Ostreoida, the order to which eastern oyster belongs, was not part of the top ten orders
and had very low detection (52 total counts). Another important detection was of the oyster
parasitic disease Dermo (order Perkinsida), which has also been recently documented to be

8. present in New York Harbor Aquaculture facilities (Levinton et al. 2013), and P. marinus
(counted more then 75 times).
2. Statistical Analysis
Rarefaction Curves (Figures 6 and 7) graphs portrayed species richness over sampling
trials. Each curve on the graph represents the number of species over time. Curves should
plateau, which indicates that sampling was sufficient and that no additional samples are
required. The fact that our curves did not plateau indicates that additional sampling is required.
Shannon Index was used to calculate alpha diversity (Figures 8 and 9). Alpha diversities
for sediment and water samples were similar, which is a good indicator that mixing is occurring
due to river-flow. The graphs also display obvious seasonal biodiversity patterns, which can
further be confirmed during sample collections that are to be carried out during summer and
fall. Additionally, sediment samples proved to contain much more DNA than water samples.
Bray-Curtis and Jaccard (Figures 10, 11, 12, and 13) computations focused on the more-
abundant species, meaning organisms that are not relatively abundant, were ignored. Jaccard
calculations only revealed the presence of organisms and did not focus on their relative
abundance in each location. Bray-Curtis and Jaccard plots show that there is a gap between
sites, which reflects an obvious seasonal biodiversity pattern. This was confirmed by the results
given by Shannon Index, which also display seasonal variation. Additionally, Bray-Curtis and
Jaccard results from water and sediment samples suggest that there is a distinct difference
between the two.
3. Morphological analysis

9. As can be seen in Table 1, a number of morphological identifications were made. In
addition to their identification, listed is an evaluation of whether or not they were present in
our samples that underwent eDNA analysis. No families of crab (Epialtidae, Varunidae,
Panopeidae) or orders (Deapoda) that were morphologically identified were confirmed using
eDNA analysis.
Freshkills Park:
Our research will give us the opportunity to understand the biodiversity that is present
at these sites, and also give us the opportunity to see if the restoration efforts are effective. Our
research will use the same methods and materials that were used at Soundview Park to carry
out a comprehensive biodiversity analysis of the park.
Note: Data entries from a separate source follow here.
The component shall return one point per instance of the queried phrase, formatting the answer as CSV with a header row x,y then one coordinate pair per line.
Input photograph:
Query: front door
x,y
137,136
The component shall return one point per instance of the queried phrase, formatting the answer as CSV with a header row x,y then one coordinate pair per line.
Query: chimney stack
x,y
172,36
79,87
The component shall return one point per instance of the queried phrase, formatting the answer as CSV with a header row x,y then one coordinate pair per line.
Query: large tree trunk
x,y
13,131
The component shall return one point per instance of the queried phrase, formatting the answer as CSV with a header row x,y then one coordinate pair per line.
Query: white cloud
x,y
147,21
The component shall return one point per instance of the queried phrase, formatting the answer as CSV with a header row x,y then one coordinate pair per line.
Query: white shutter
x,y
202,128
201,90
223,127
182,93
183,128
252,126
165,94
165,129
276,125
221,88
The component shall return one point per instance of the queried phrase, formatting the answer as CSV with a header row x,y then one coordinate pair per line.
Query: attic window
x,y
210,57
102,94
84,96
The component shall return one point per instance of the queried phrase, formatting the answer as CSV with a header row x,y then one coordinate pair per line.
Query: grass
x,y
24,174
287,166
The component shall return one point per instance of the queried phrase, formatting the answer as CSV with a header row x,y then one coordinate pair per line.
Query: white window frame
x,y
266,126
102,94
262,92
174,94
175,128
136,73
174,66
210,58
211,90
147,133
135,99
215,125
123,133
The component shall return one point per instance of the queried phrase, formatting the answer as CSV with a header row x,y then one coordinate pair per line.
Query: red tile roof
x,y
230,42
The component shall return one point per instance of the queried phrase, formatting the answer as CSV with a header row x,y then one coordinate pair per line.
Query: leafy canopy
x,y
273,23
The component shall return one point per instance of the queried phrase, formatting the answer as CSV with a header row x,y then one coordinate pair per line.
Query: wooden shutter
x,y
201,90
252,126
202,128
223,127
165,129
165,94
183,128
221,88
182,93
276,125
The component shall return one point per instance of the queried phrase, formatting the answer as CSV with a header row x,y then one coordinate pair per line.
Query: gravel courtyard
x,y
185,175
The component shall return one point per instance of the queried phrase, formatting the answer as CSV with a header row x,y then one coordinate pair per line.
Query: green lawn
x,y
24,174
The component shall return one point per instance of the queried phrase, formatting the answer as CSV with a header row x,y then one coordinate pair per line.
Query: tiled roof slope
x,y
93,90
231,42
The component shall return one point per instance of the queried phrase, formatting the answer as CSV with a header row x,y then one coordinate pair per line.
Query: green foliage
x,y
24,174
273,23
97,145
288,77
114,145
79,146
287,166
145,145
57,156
Hopefully, upon completing our
experiments, we can verify that the restoration efforts are valuable, and that these newly
restored sites are healthy for organisms to thrive.
Discussion:
This study sought to utilize eDNA analysis to compare the biodiversity of Soundview
Park’s restored oyster reef with two control sites as well as carry out a comprehensive
biodiversity investigation of Freshkills Park. Initially, I had proposed that there would be an
obvious difference between the biodiversity of restored sites at Soundview and the unrestored
sites. I had hypothesized that the greatest diversity would be found in areas that have been
restored and the least diversity in those that are unrestored.
As supported by the absence of a plateau on rarefaction curves, there was insufficient
sampling. This suggests that additional samples should be collected, and so more samples will

10. be collected in the spring, summer, and fall to expand the study. Bray-Curtis and Jaccard Index
also failed to support this hypothesis. The large gaps between sites on our graphs illustrate the
seasonal variation between sites, which is consistent in both Bray-Curtis and Jaccard, which is
good indication that these are reliable statistical tests for such an investigation. However,
despite disproving my hypothesis, this evaluation has proven to be effective in other way. It
informed us of over 273 orders that are a part of these communities at Soundview Park and
other sample sites. The data also revealed that there were significant discrepancies in
biodiversity between seasons (summer and fall) and between sediment samples and water
samples.
The differences between summer and fall and between water and sediment that were
observed can be seen in Bray-Curtis and Jaccard Index evaluations. This data reflects the
differences caused by breeding, migration, and death (Morin 2011). Additionally, the results of
this study suggest that perhaps Soundview Park’s oyster reef may need more time to establish
itself. The fact that it is not fully established may be reflective of why there was no statistically
significant difference between sites. Beck et al. (2011) states that for a restoration of oyster
reef to be successful, the population must increase by 10% or more over its historical high.
Therefore, once the reef has established itself, repetition of this project will likely to result in
significant statistical differences. Sediment and water samples from Soundview Park were also
dissimilar; the differences result from the different kinds of organisms that inhabit these two
different elements. Organisms like Polychaetes are usually found in sediment, whereas
zooplankton and phytoplankton are commonly identified in water samples.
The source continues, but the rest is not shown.